The problem with ALTER TABLE
PostgreSQL acquires different lock levels for different DDL operations. Adding a nullable column takes a very brief ACCESS EXCLUSIVE lock (essentially instant). But adding a NOT NULL DEFAULT column on older versions could rewrite the entire table. Knowing your lock levels is step one.
The expand-contract pattern
The core idea is to split each migration into two phases. In the expand phase, you add new columns, tables, or indexes without removing anything old. Your application starts writing to both the old and new schema. Once that's deployed and stable, the contract phase removes the old schema and cleans up.
For renaming a column, the process is: add the new column, deploy code that writes to both and reads from the new one with a fallback to the old one, backfill existing rows, switch reads to only the new column, then drop the old column. It's more steps, but each step is individually safe.
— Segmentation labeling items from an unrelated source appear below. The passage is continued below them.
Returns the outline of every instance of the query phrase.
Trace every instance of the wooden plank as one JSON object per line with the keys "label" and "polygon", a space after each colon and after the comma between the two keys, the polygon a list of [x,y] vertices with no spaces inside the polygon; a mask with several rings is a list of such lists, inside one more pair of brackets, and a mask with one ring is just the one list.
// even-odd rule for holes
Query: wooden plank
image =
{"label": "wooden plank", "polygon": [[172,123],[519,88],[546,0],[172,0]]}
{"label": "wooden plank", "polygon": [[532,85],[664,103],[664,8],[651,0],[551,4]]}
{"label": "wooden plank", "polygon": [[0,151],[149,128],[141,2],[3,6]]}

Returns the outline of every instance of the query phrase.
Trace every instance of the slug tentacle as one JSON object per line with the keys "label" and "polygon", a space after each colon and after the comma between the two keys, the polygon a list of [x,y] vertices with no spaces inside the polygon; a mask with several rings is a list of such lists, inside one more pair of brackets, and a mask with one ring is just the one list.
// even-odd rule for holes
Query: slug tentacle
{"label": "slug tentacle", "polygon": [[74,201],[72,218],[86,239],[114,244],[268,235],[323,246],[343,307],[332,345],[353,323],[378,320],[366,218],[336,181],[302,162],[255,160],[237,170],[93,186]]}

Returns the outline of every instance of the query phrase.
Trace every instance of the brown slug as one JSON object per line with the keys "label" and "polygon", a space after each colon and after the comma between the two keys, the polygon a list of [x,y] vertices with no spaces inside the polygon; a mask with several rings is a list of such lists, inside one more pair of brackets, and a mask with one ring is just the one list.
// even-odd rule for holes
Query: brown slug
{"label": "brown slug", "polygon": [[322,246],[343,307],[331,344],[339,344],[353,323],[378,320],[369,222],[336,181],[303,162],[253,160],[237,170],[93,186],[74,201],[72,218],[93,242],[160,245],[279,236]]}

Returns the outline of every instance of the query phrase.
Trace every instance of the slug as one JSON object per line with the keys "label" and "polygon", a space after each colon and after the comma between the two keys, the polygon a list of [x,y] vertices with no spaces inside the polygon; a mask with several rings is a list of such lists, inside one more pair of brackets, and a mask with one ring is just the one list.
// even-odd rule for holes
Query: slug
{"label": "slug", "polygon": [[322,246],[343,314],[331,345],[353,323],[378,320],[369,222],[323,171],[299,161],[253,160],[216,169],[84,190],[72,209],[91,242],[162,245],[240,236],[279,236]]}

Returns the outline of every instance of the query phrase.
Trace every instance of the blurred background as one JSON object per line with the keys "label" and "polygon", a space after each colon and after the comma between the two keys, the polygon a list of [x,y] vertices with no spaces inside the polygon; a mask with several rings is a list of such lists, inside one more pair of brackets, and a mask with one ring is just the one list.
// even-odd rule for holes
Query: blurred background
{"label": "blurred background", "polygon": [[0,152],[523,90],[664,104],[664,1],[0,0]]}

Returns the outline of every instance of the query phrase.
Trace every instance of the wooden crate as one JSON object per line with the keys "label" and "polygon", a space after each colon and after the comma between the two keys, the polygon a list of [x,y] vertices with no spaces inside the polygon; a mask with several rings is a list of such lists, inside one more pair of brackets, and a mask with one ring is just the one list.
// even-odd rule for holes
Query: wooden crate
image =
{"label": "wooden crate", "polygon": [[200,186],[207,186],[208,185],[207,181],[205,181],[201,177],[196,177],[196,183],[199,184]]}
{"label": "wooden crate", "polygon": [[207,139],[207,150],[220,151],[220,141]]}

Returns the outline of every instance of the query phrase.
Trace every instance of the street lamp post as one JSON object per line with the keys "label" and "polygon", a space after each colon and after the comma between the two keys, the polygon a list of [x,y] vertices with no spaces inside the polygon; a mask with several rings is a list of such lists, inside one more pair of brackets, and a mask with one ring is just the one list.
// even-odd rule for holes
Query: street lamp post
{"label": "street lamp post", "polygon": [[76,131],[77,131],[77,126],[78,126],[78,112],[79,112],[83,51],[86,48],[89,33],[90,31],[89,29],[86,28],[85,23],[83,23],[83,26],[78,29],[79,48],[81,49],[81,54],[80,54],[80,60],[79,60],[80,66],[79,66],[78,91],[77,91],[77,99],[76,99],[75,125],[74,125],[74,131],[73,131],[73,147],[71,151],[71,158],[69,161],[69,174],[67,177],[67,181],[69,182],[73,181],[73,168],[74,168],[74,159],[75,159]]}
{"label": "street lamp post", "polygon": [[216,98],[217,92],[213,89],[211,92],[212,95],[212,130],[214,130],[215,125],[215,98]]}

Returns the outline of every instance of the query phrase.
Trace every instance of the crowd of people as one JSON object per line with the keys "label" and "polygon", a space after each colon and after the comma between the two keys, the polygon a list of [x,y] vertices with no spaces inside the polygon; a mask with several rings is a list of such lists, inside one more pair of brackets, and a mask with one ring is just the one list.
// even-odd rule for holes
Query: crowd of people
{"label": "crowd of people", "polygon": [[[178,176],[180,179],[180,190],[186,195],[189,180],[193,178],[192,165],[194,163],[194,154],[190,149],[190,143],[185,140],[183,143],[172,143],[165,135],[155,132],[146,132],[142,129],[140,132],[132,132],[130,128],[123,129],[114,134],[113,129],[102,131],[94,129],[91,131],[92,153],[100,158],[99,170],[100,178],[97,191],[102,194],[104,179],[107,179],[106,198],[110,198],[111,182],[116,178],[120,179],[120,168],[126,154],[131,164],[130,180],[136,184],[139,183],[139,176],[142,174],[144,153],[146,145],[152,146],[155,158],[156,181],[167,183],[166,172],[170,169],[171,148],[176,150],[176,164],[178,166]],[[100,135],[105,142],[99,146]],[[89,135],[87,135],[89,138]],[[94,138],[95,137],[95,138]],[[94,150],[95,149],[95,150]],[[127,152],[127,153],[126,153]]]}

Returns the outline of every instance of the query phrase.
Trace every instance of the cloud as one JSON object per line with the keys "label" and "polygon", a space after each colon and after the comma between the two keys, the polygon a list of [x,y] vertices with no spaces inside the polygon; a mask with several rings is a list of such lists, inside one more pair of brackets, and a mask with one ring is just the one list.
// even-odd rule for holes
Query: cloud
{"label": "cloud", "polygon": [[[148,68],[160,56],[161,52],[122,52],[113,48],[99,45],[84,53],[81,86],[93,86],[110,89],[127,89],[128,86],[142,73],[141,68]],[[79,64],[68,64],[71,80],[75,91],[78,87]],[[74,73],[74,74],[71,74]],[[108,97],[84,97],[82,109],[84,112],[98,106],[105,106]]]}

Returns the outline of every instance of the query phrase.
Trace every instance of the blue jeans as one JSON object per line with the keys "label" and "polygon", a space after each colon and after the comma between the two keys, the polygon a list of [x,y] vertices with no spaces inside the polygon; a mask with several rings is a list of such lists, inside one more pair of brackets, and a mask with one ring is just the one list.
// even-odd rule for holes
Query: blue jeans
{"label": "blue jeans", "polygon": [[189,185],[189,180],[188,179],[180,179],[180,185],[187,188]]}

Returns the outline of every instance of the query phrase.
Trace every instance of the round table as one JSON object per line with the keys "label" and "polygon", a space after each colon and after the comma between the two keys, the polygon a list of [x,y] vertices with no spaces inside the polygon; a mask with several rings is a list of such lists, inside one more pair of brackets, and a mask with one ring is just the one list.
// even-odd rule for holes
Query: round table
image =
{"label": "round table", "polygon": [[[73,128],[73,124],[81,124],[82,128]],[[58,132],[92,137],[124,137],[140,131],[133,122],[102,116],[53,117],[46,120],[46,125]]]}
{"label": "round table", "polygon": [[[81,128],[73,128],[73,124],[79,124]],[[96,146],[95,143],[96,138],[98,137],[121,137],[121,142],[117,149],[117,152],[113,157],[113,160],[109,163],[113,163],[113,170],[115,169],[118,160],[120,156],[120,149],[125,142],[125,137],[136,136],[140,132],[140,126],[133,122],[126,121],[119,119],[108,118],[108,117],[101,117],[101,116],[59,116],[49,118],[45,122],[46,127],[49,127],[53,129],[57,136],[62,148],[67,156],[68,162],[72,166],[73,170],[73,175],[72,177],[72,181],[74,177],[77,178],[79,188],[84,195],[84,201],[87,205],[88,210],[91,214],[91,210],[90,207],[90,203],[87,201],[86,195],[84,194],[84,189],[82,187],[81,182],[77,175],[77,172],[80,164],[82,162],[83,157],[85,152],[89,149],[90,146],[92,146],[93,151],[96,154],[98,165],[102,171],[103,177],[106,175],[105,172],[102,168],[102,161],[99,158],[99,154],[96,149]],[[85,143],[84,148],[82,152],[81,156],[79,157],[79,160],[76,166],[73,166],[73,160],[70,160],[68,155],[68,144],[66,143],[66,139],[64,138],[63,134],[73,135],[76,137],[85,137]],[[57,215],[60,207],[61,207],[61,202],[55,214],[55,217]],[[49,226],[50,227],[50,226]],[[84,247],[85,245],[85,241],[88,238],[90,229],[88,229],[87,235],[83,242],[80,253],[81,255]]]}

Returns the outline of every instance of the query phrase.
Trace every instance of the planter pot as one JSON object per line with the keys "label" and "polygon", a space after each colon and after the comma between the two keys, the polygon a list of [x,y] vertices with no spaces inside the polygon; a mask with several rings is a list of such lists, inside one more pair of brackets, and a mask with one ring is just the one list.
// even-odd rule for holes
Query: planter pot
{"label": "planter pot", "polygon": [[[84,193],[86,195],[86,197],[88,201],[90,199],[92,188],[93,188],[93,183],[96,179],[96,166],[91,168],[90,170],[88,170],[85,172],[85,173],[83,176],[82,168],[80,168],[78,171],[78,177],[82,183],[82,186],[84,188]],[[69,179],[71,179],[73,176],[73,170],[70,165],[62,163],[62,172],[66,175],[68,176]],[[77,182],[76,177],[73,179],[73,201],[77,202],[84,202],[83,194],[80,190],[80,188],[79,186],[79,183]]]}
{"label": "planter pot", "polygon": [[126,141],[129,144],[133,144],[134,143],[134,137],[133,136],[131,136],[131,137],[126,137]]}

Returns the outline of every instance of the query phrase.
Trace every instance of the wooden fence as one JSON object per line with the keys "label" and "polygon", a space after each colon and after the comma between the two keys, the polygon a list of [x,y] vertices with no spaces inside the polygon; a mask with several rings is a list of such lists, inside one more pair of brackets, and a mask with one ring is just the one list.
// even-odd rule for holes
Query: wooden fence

- Add new schema elements alongside existing ones
- Deploy application code that handles both states
- Backfill existing data in batches
- Validate no code depends on the old schema
- Remove old schema elements in a separate deployment
Backfilling without locks
Backfilling a new column on millions of rows needs to happen in small batches to avoid long-running transactions and lock contention. The recipe: update in batches of 1,000–10,000 rows with short sleeps between batches, using a WHERE clause that tracks progress by primary key rather than relying on a separate tracking table.
Verification and rollback
Every migration should ship with a verification query and a rollback plan. Verification checks that the new column has expected values and no unexpected NULLs. The rollback plan isn't just the reverse DDL — it's a sequence that accounts for the fact that new data may have been written. If the migration has been live for three days, simply reverting the schema could lose data written during that window.
These patterns have let us run hundreds of migrations on production tables with 100M+ rows without a single incident. The key principle: never do in one step what you can safely decompose into multiple safe steps.